Naked and shivering, but more from the excitement of being naked on a rooftop within view of any number of buildings, his hardon bouncing along in the breeze, he lays his suit at my feet and kneels down on it, once again taking my dick in his mouth, this time not taking his time. Soon he has it all the way down his throat, and I throw my head back and let out a groan that could not be mistaken for anything other than what it’s meant to be. We hear a whooping from a nearby apartment building. However well they can see us, we have an audience.
Before I even realize it’s happening, I’ve got my gloves off and my free hand in Tomcat’s long hair, and I’m pounding into his face with abandon. He’s groaning onto me, the vibration making my knees weak. He pulls my dick out of his mouth, a string of drool connecting us for a moment, a sort of dazed, stupid, horny, happy look on his face. “Now would be a good time to take a picture.”

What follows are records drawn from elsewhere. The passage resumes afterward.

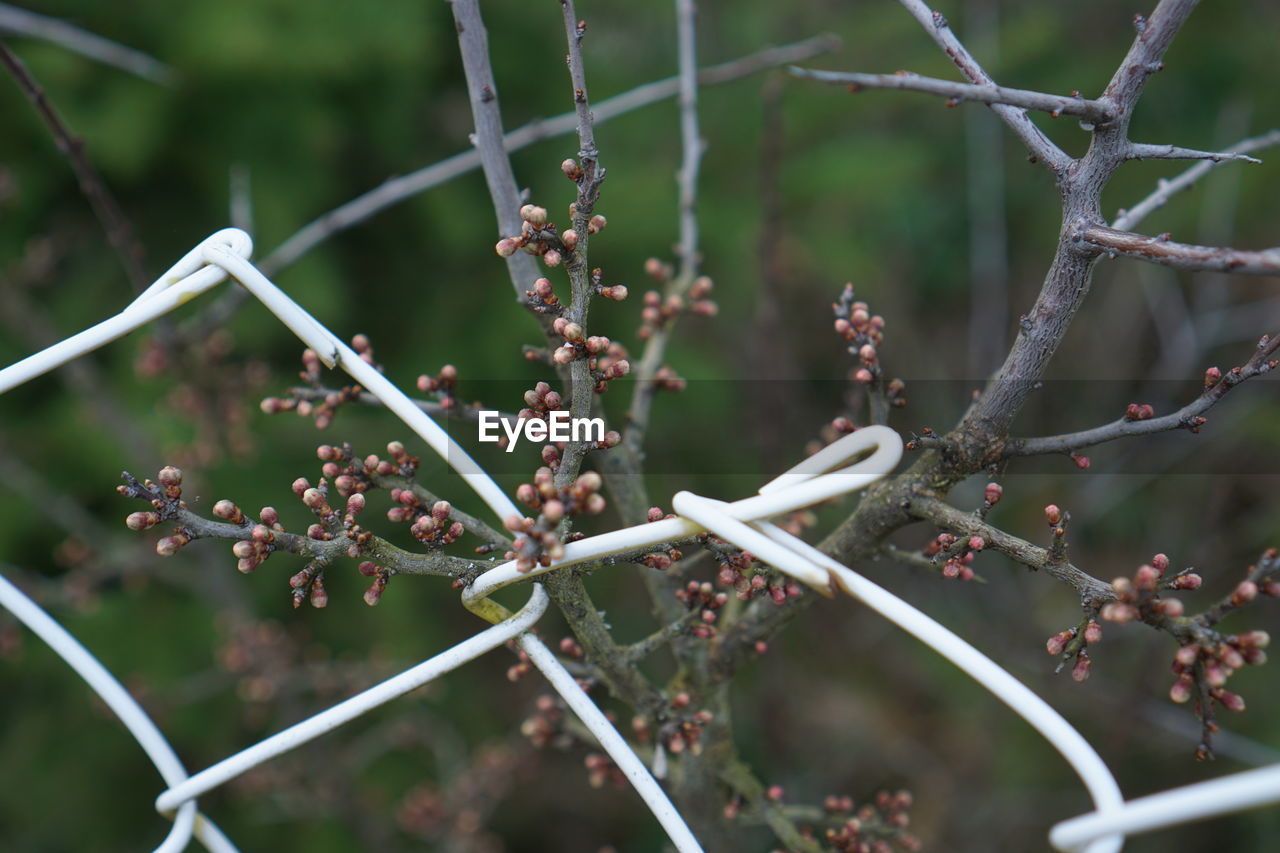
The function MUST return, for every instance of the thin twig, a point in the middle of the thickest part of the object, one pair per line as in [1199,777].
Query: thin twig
[114,223]
[1040,145]
[1093,592]
[686,178]
[1189,416]
[984,94]
[1129,219]
[1144,151]
[21,22]
[1188,256]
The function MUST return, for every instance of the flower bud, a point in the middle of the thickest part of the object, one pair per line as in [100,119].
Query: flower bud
[142,520]
[1244,593]
[571,169]
[1080,671]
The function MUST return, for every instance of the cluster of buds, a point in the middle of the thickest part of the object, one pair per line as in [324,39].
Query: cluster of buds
[681,731]
[165,500]
[666,555]
[1215,662]
[545,728]
[539,401]
[876,828]
[252,552]
[1138,597]
[443,386]
[659,311]
[538,541]
[606,359]
[539,237]
[1070,643]
[428,524]
[703,598]
[955,553]
[324,409]
[864,333]
[380,575]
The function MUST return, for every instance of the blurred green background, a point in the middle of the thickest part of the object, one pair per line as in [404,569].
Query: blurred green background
[932,213]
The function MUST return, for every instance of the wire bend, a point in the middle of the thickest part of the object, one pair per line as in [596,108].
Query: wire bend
[744,523]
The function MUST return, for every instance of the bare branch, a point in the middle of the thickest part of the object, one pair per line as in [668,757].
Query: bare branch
[21,22]
[1146,54]
[1166,252]
[474,45]
[693,146]
[1143,151]
[1128,219]
[1040,145]
[397,190]
[119,231]
[1020,97]
[1189,416]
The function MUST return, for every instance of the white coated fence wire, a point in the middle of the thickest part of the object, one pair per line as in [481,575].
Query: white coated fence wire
[744,523]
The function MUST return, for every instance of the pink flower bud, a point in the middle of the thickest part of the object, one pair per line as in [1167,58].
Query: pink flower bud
[571,169]
[1244,593]
[1056,643]
[1080,671]
[534,215]
[141,520]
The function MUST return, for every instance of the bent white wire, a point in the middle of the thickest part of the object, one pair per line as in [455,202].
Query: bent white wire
[127,710]
[745,523]
[356,706]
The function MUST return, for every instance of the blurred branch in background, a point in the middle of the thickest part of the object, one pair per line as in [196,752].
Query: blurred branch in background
[22,22]
[115,224]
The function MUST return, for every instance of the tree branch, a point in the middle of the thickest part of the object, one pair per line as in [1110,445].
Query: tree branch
[1024,99]
[397,190]
[1189,416]
[21,22]
[1040,145]
[1166,252]
[1093,592]
[1143,151]
[1128,219]
[115,224]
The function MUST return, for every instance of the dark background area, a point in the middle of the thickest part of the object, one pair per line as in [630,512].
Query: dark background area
[320,101]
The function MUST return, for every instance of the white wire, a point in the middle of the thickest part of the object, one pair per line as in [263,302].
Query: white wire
[126,708]
[356,706]
[1234,793]
[627,761]
[745,523]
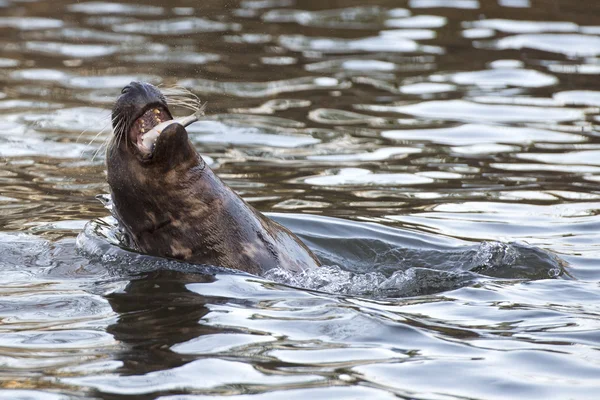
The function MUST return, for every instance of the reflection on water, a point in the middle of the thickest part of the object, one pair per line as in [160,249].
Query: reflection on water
[457,140]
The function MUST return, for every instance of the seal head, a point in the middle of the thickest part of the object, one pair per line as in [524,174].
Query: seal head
[171,204]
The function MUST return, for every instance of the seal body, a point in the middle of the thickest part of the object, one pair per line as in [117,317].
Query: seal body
[171,204]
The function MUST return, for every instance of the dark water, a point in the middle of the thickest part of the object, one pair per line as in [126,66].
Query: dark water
[442,157]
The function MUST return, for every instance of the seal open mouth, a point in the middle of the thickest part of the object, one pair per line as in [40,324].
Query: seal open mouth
[142,133]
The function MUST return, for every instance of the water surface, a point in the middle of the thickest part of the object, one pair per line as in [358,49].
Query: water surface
[440,157]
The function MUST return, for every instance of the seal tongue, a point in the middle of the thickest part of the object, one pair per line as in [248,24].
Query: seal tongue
[147,141]
[143,132]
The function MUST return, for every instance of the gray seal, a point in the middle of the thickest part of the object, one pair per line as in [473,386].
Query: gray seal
[171,204]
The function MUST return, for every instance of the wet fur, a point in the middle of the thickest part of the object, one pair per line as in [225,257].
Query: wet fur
[173,205]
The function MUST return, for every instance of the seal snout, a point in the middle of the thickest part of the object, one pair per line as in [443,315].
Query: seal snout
[144,132]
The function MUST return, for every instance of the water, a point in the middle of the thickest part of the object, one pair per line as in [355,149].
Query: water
[440,157]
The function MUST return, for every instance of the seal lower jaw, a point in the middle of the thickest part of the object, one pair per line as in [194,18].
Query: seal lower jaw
[142,133]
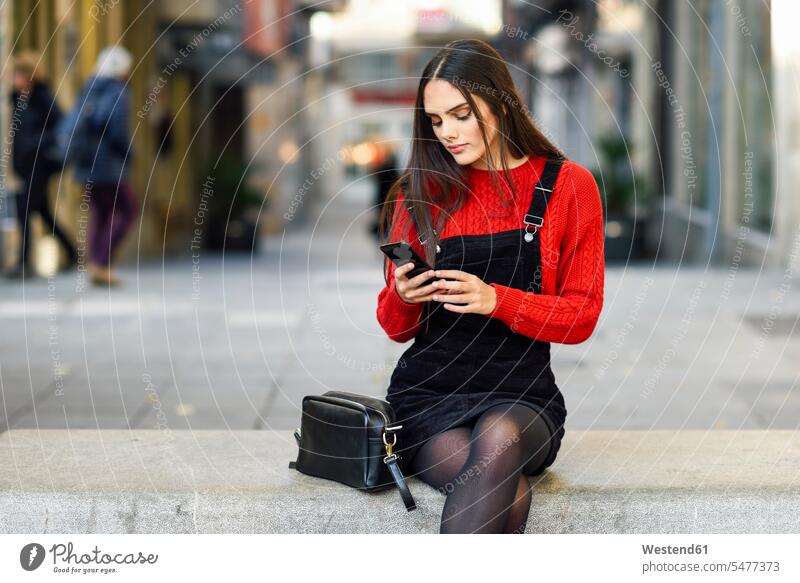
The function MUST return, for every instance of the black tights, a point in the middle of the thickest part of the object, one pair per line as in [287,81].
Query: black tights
[483,469]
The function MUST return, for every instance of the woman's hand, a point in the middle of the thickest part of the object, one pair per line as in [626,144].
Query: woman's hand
[470,290]
[409,290]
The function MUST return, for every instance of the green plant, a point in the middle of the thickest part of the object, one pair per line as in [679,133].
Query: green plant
[619,184]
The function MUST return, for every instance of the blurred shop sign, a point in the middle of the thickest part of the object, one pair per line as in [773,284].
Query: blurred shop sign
[267,26]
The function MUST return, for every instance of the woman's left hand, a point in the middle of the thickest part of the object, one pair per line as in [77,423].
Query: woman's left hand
[469,291]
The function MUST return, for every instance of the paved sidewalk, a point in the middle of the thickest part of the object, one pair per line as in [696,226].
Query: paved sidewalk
[235,344]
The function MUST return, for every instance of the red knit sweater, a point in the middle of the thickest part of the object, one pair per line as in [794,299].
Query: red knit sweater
[572,237]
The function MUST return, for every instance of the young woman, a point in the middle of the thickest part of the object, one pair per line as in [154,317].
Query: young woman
[36,114]
[105,172]
[514,232]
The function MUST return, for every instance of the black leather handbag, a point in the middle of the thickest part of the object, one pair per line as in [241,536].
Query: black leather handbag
[349,438]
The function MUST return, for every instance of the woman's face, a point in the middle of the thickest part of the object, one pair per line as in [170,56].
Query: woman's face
[454,123]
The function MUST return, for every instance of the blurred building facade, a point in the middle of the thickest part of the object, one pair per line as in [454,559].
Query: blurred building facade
[701,100]
[686,111]
[215,136]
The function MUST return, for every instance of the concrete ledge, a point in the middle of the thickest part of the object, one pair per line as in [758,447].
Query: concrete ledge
[117,481]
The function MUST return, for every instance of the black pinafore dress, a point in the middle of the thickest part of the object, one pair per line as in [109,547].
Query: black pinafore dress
[465,363]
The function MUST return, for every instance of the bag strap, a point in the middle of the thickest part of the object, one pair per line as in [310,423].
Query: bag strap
[399,479]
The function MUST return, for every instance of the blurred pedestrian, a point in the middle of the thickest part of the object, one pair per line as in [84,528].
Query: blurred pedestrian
[105,99]
[33,118]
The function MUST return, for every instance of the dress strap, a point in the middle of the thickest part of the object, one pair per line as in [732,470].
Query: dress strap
[545,185]
[416,225]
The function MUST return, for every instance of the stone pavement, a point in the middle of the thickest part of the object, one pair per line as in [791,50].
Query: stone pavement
[235,343]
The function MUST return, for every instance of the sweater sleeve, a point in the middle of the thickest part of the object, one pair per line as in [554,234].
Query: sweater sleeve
[569,316]
[399,319]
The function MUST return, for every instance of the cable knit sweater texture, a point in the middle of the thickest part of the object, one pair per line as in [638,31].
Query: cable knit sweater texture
[571,238]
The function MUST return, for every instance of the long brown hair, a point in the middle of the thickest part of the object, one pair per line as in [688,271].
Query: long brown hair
[433,178]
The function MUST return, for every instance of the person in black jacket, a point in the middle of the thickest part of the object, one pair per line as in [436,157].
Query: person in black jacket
[34,115]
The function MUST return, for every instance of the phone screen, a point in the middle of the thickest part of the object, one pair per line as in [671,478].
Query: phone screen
[401,253]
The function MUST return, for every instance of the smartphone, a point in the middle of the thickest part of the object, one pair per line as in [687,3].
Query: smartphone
[401,253]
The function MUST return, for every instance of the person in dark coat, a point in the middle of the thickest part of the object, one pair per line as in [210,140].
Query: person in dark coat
[34,114]
[113,207]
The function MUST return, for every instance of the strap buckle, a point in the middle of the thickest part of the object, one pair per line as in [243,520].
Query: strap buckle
[533,220]
[422,241]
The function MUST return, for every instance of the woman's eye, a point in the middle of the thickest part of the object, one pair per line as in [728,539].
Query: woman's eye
[463,118]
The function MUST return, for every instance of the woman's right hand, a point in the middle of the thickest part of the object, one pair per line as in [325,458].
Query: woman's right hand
[409,290]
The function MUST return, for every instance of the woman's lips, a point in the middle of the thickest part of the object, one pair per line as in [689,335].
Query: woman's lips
[457,148]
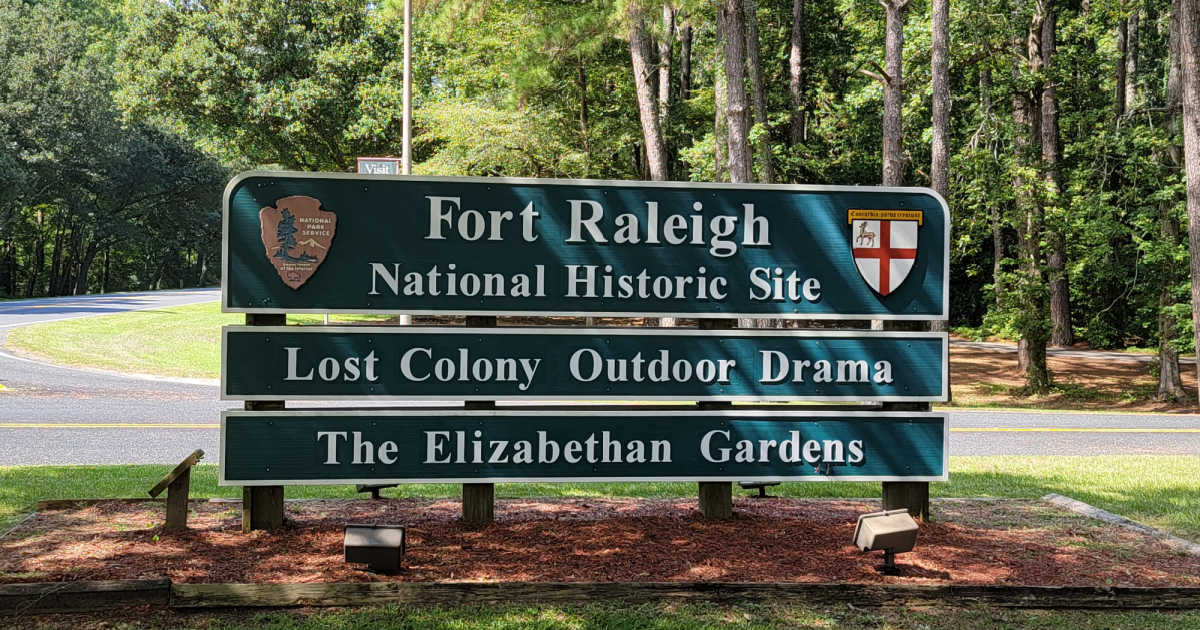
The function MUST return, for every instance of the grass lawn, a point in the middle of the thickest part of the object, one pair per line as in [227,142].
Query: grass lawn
[647,617]
[180,341]
[1158,491]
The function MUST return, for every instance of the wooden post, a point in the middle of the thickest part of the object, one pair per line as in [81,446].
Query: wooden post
[262,507]
[178,484]
[479,499]
[717,497]
[912,496]
[177,501]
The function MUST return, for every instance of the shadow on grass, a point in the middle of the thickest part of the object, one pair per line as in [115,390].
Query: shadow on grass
[1157,490]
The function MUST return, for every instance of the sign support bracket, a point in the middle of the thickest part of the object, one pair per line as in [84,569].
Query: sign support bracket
[479,499]
[717,497]
[262,507]
[912,496]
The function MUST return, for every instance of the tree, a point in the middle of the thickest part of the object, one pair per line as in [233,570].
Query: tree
[1029,293]
[641,52]
[737,119]
[1170,384]
[796,73]
[757,94]
[307,84]
[1051,154]
[1189,67]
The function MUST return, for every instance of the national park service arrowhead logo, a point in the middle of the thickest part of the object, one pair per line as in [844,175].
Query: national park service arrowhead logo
[297,234]
[885,245]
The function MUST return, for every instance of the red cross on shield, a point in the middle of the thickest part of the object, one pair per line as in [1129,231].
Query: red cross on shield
[885,246]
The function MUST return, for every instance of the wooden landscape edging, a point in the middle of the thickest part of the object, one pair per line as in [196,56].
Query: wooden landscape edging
[81,597]
[469,593]
[99,595]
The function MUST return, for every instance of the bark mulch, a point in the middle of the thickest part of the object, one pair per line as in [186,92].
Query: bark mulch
[619,540]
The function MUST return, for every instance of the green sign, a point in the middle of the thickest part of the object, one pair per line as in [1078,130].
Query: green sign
[383,447]
[342,243]
[355,363]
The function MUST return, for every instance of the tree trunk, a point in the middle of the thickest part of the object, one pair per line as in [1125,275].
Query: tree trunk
[684,61]
[736,93]
[1189,70]
[1131,61]
[1051,155]
[33,288]
[720,90]
[796,72]
[641,49]
[665,66]
[1170,384]
[893,94]
[1122,47]
[1032,345]
[757,94]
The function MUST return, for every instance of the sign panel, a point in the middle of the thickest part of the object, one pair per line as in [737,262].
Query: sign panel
[379,166]
[358,363]
[461,447]
[340,243]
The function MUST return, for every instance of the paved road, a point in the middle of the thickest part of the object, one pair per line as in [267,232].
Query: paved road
[1068,352]
[57,415]
[21,312]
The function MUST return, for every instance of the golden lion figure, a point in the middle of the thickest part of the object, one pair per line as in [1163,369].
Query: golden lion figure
[864,235]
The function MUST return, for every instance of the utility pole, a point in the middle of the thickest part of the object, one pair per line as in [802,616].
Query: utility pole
[406,163]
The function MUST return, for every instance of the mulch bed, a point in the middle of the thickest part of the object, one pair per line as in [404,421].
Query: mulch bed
[619,540]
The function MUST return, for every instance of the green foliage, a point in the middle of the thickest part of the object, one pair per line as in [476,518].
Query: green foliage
[545,89]
[83,190]
[1153,490]
[306,84]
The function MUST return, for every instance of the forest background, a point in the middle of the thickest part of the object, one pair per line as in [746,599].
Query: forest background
[1055,129]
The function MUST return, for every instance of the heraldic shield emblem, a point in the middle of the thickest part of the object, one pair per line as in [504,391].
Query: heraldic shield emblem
[885,246]
[297,234]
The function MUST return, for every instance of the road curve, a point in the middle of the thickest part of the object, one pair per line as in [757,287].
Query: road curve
[60,415]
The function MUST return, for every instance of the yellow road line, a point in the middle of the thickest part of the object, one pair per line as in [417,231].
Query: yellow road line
[1069,430]
[100,425]
[955,430]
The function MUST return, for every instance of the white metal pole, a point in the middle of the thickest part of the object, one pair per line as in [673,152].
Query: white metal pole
[407,155]
[406,162]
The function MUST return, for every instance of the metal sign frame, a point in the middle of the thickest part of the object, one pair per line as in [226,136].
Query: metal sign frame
[517,413]
[586,331]
[599,184]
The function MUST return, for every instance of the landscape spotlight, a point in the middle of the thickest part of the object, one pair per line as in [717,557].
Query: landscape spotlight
[892,532]
[381,547]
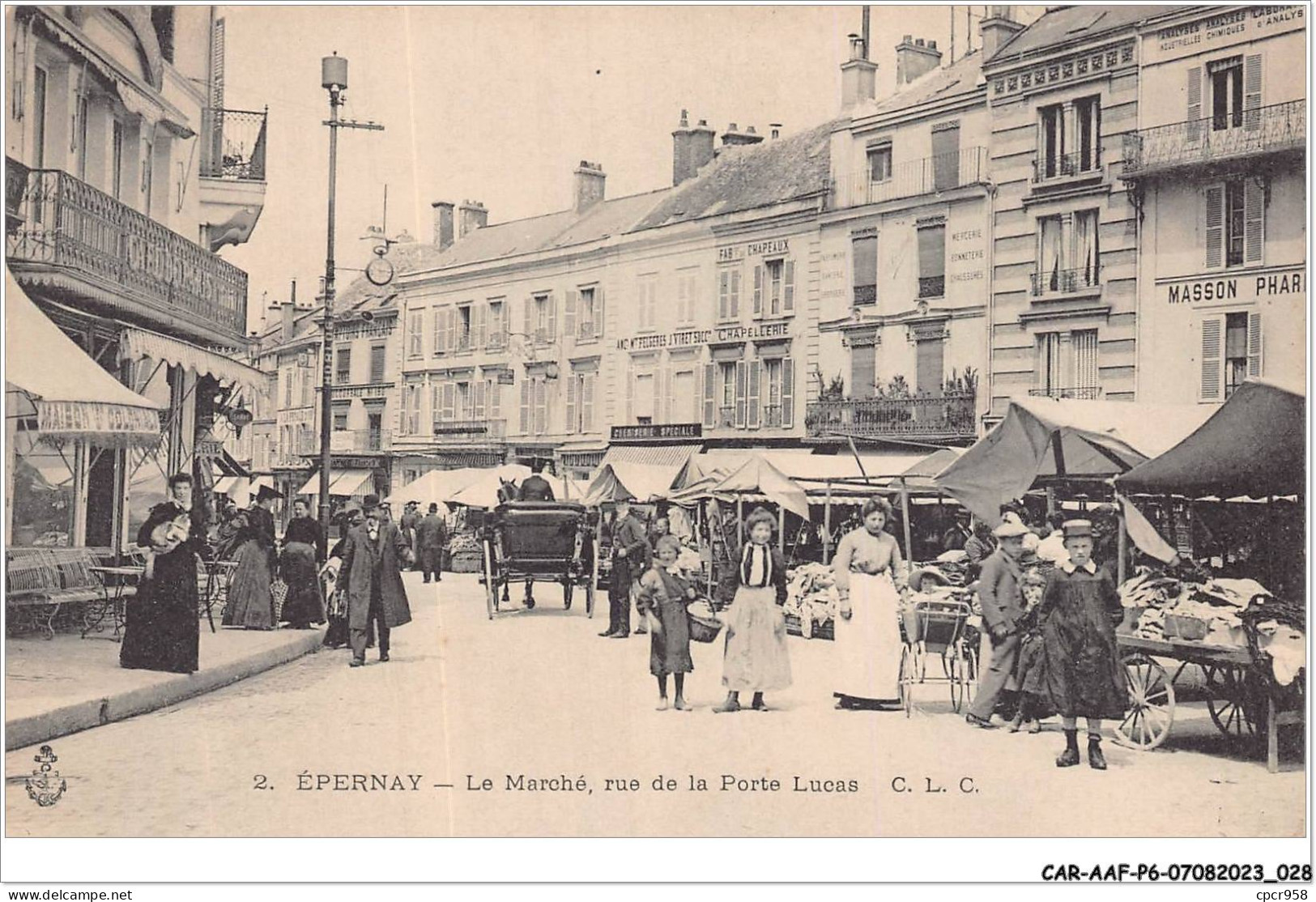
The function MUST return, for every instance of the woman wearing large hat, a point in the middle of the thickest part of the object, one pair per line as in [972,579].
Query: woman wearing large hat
[250,602]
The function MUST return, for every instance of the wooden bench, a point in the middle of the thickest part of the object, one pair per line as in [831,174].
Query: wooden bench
[41,581]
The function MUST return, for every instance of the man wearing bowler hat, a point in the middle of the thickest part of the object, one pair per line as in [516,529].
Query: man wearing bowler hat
[373,558]
[1003,606]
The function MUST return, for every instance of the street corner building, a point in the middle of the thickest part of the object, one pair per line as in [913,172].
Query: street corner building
[126,177]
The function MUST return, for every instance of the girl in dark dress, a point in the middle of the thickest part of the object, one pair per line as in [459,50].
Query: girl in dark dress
[663,594]
[162,632]
[1080,608]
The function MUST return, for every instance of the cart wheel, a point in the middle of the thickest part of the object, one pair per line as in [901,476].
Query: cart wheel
[1232,700]
[905,687]
[1151,704]
[490,585]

He reaches up and wraps his hand around my dick, tongue out running over my head. He arches his back so his ass sticks out behind him, looking irresistibly delicious, the same stupid-horny dazed look visible through the eye slits of his mask.
I snap a picture for Ajit, and then a few more for me.
Tomcat continues to blow me as I barely manage to get the picture off. It’s nothing Ajit hasn’t seen before… for awhile we were the only queer boys we knew, a fairly simple sexual equation. The addition of Tomcat is the favour he asked for. Ajit responds with a gif of an anime girl’s nose exploding with blood and: MORE PLS OLLY PLSSSSSS
I tuck my phone back into the pocket. “I hope you brought lube this time.”
Tomcat slips a packet of lube into my hand as he works my shaft with his hot mouth.
I reluctantly pull him up and when we kiss I can taste my own pre on his tongue. I reach down and stroke his dick, and he does mine while I pour the packet onto it as our tongues fight ferociously—his quick and vicious, mine slow and tactical. I turn him around and lean him against the rooftop railing, the city before us.
“This is,” he gasps, “the hottest place… I’ve ever had sex… and that’s a high bar.”
I don’t respond, I push into him.
We’re both boned up enough from making out earlier that it doesn’t take long—one of the downsides of my hypersensitivity I’d have to work on. I pound him against the railing, and with every thrust he pushes back onto me. Even with the lube I feel like I’m destroying him.
“Fuck, I love your thick cock!”
That’s enough to push me over the edge, and I collapse over him, my dick twitching deep inside of him, unloading shot after shot. I’d been saving up since our last… which also didn’t help the hypersensitivity. I notice something dripping down the side of the building and realize he came from me being inside of him, his come shooting all over the railing, likely raining down on the sidewalk below. Just thinking about that I groan and have something like an aftershock of an orgasm. The gulf of the city, alive and glowing before us, the cool breeze, somehow heightens every pleasure shock wracking our bodies.
“Archmage to Moth-Boy,” Ajit’s voice cuts in over the priority channel.
“Ack…nowledged,” I grunt out, and he giggles, but tries to keep his voice serious.
“I’ve picked up chatter about a heist going down at the museum on Bloor,” he says, “weird cult-y people in masks.”
“Sounds fun,” Tomcat groans as I slowly slide out of him. I watch as his hole twitches and my come leaks out of him.
“Give us a minute to… uh… suit up,” I say. “We’re on it.”